Szeroka-Straße
Die Szeroka-Straße ist das Herz der jüdischen Stadt in Kazimierz. Von ihrer Bedeutung zeugt die Tatsache, dass an dieser Straße einst vier Synagogen standen, so viele wie nirgendwo anders in Europa.
Wie der mittelalterliche Chronist Jan Długosz berichtet, sollten hier die ersten Gebäude der im 14. Jahrhundert von König Kasimir dem Großen gestifteten Universität stehen (leider gibt es dafür keinen weiteren Beweise). Die Krakauer Juden begannen sich hier nach einem 1495 von König Jan Olbracht erlassenen Dekret niederzulassen, das sie de facto dazu zwang, Krakau zu verlassen. Bald entstand hier das Oppidum Judaeorum – die nach damaligem Brauch durch eine Mauer vom übrigen Kazimierz abgegrenzte Jüdische Stadt. Spätestens seit dem 17. Jahrhundert war ihr Zentrum die Szeroka-Straße, eigentlich ein langgezogener Platz, der eine eigentümliche sakrale und weltliche Architektur aufweist. Einst standen hier vier Synagogen. Die Remuh-Synagoge dient nach wie vor als Gotteshaus, in der Alten Synagoge befindet sich ein Museum und die 1620 entstandene Popper-Synagoge, angeblich die reichste von allen, beherbergt seit über 50 Jahren eine Abteilung des Altstädtischen Jugendkulturzentrums. Die Synagoge „Auf dem Bergl“ hingegen, das Bethaus des bedeutenden Kabbalisten Natan Spira, wurde im Zweiten Weltkrieg zerstört und nach dem Krieg endgültig abgerissen. Angeblich kann man aber auch heute noch in manchen Nächten einen Lichtschein im ersten Stock des Hauses (Nr. 22), das heute an dieser Stelle steht, ausmachen. Das ist der Gelehrte beim Studium der heiligen Schriften und der Geheimnisse der Kabbala. Dieses Licht hatte seinerzeit wie eine Laterne über der Jüdischen Stadt geleuchtet. Eines nachts erlosch es – Rabin Spira, auch Megale Amukot genannt, war in die Ewigkeit eingegangen. Sein Grab befindet sich auf dem Remuh-Friedhof.
Im Norden der Szeroka-Straße (Nr. 6) steht das Gebäude des Ritualbades (dessen Kern ein von einer Quelle gespeistes Becken war), der sogenannten Mykwe. Es ist eine Aufzeichnung aus dem Jahr 1567 erhalten, die berichtet, dass zehn Mädchen hier ertrunken seien, weil der Boden eingebrochen war. Jüdische Frauen durften übrigens nirgendwo anders baden (außer in Heilbädern) und der Balaneus hatte die Pflicht, das Wasser an jedem Freitag aufzuheizen.

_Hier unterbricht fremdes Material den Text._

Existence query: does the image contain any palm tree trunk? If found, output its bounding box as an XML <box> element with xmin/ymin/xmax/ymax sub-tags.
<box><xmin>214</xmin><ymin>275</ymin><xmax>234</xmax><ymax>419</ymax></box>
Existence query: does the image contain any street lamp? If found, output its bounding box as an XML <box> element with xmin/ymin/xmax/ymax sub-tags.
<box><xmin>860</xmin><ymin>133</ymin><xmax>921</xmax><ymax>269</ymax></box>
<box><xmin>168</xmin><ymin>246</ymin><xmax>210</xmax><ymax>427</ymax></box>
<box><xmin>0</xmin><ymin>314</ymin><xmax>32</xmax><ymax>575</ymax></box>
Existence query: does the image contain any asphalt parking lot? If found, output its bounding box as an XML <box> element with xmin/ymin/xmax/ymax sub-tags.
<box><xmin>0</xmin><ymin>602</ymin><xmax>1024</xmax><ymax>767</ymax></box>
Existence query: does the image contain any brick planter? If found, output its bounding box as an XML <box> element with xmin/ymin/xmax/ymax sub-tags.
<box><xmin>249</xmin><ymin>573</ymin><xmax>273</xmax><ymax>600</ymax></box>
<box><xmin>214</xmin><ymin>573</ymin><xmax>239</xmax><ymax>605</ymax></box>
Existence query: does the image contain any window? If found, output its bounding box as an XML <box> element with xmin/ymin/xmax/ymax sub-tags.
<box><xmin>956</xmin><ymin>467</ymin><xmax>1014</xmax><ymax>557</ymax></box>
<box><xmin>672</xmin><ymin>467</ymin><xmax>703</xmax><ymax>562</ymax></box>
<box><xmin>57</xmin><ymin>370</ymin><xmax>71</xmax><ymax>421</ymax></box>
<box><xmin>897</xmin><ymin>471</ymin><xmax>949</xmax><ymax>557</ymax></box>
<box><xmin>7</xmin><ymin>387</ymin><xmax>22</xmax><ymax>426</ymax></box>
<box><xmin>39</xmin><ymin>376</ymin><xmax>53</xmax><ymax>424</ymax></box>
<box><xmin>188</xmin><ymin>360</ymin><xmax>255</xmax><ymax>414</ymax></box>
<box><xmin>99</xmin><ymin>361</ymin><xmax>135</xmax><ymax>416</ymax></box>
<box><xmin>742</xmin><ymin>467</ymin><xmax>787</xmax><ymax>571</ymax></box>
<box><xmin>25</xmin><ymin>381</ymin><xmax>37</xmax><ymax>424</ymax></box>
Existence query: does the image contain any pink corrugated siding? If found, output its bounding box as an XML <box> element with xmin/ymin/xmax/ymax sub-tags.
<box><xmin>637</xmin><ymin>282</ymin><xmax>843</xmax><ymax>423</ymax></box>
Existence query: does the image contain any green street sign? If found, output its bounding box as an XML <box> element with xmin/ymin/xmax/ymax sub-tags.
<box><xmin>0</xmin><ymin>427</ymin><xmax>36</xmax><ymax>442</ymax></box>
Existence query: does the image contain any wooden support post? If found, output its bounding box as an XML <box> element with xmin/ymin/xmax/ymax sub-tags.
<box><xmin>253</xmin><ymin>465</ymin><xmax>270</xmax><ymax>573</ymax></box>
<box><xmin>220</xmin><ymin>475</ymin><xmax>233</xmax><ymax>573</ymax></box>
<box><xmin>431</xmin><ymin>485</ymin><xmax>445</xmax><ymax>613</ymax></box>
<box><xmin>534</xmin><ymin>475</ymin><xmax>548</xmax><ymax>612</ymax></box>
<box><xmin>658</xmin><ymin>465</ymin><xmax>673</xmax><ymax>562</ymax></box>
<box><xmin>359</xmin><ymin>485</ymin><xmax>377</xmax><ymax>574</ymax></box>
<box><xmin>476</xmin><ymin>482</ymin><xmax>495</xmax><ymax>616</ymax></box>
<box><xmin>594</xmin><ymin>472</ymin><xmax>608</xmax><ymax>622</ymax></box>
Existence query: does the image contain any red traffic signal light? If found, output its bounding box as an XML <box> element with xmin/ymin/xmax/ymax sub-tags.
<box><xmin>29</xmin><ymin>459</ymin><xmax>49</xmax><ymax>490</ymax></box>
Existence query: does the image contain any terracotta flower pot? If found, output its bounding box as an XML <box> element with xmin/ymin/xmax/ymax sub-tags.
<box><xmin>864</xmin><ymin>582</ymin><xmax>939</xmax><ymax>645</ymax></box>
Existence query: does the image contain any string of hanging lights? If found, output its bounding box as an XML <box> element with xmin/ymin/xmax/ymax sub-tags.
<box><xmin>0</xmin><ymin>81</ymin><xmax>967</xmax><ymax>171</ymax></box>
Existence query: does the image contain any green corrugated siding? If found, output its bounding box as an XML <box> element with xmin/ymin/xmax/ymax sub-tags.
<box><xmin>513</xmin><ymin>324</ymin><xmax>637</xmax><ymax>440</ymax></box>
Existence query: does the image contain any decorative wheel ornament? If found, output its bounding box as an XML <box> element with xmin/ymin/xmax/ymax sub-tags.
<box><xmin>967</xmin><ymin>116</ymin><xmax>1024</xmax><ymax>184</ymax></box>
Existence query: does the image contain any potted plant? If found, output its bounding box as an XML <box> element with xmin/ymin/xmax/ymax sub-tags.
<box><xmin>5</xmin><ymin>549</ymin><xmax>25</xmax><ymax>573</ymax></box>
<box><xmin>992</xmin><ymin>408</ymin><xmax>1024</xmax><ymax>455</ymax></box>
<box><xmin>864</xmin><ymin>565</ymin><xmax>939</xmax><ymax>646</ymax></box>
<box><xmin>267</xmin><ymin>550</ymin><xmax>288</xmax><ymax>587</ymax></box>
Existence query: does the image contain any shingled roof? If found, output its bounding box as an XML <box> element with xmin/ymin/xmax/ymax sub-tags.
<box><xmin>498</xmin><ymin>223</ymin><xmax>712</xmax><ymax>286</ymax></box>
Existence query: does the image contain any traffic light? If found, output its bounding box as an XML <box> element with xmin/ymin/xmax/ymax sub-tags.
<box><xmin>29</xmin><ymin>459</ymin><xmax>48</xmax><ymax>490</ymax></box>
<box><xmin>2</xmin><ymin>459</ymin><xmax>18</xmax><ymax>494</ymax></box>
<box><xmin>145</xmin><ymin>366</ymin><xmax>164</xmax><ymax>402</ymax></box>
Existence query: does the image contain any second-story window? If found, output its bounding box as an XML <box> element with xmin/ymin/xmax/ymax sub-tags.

Ebenfalls am Nordende der Straße befindet sich eine kleine Grünanlage mit einer Baumgruppe und der 2016 aufgestellten Denkmalbank, die an den Helden des Polnischen Untergrundstaats (der polnischen Widerstandsbewegung im Zweiten Weltkrieg) und Zeugen des Holocausts Jan Karski erinnert. Vor dem Krieg befand sich hier ein von einer Mauer umgebener kleiner Friedhof. Der Legende zufolge soll hier einst ein Haus gestanden haben, in dem sich einmal ein etwas zu fröhliches Hochzeitsfest zutrug. Es begann am Freitagnachmittag und zog sich ungeachtet der Ermahnungen des Rabbis bezüglich des sich nähernden Sabbats bis in die Abendstunden. Da verfluchte der Rabbi das Hua und es wurde mitsamt der Hochzeitsgesellschaft vom Erdboden verschluckt… Nach einer anderen, rationaleren Theorie könnte der Friedhof die Gebeine von Opfern einer Epidemie enthalten haben, die – bis ins 19. Jahrhundert – immer separat bestattet wurden.
Heute gehört die Szeroka-Straße zu den wenigen Straßen in Krakau, in denen sich noch ein Kopfsteinpflaster aus österreichischen Zeiten erhalten hat. In dem berühmten Film Schindlers Liste von Steven Spielberg „spielte“ die Szeroka-Straße den Zgody-Platz im Krakauer Ghetto (heute Bohaterów-Getta-Platz). Alljährlich findet hier das große Abschlusskonzert Schalom auf der Szeroka des Festivals der jüdischen Kultur statt.